So young… and yet so satisfied with himself… he must have had a strong set of beliefs on which to build such a strong self-esteem!

Let me put it another way.

Each of us needs to believe.
Something!
Would you have enough courage to go to bed at night if you weren’t absolutely convinced that the sun will come up next morning?
Furthermore, for things to work as we expect them to, enough of us must share a certain number of beliefs. For instance, would you go to work/accept payment if you weren’t more or less convinced that the money you’d get will enable you to fulfill at least some of your wishes?

Hence belief being based on a deep seated need to believe is a truism. Uttered only as a lame excuse for ‘you can’t convince a believer of anything’.

Which isn’t exactly a lie… only a half truth. A ‘fake news’, if you will!

First of all, a believer is already convinced.
Hence somebody had been able to convince him/her, at some point, of something.

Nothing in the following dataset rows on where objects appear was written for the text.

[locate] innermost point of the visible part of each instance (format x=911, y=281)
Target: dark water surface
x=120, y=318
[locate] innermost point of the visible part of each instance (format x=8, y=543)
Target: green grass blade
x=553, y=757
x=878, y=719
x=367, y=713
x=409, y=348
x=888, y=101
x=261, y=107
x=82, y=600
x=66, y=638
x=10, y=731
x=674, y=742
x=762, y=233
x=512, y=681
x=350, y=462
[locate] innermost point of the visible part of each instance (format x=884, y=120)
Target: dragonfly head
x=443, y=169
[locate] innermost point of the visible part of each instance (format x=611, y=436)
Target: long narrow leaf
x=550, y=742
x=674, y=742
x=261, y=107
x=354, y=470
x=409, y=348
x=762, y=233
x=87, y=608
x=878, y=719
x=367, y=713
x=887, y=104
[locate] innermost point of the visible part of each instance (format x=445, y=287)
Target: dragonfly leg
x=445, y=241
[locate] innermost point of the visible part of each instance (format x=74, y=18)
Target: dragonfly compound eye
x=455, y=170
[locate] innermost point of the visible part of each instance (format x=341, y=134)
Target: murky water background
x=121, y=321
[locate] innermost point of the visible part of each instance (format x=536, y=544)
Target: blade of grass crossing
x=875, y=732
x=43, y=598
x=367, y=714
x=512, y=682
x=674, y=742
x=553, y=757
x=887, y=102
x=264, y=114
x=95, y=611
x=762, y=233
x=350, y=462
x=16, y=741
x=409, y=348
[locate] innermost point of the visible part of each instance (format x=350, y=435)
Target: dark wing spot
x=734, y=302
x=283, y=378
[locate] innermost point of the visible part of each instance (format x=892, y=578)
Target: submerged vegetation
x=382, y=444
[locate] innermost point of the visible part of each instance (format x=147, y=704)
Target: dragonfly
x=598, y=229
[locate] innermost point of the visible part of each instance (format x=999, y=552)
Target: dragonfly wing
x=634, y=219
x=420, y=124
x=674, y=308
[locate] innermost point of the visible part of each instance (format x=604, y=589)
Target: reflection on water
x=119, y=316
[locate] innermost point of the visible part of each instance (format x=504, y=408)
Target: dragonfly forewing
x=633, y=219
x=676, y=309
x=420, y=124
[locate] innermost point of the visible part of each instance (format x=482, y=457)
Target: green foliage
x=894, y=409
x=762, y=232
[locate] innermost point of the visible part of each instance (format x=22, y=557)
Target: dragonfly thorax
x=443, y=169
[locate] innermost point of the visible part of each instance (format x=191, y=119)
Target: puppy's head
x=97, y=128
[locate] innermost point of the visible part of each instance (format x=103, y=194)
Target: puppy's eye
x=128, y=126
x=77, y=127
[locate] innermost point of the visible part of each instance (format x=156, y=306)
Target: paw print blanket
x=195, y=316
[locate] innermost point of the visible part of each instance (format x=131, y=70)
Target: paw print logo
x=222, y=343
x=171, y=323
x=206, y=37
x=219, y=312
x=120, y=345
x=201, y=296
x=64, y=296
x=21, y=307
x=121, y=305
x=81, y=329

Somebody had somehow convinced the aforementioned believer that the object of what was going to become belief was obvious enough to become ‘evidence’.

Complicated?

Let me rephrase.

‘I haven’t been able to convince a believer of what I was trying to convey to him/her. Hence it must be his/her fault.
Not mine!
Otherwise I would have to admit that what I was presenting as evidence was false, I wasn’t presenting my evidence in a believable manner or, lo and behold, both at the same time. Totally unacceptable!
Now I need to come up with a good enough reason for his/her inability to see the light!
His/her ‘need to believe’ must be the only explanation. Otherwise he/she would have accepted my evidence as being obvious….’

On the other hand, the rest of Sagan’s work cannot be dismissed.
Which proves that self-esteem is a good base on which to build a career.

The need to believe being yet another thing which cannot be dismissed!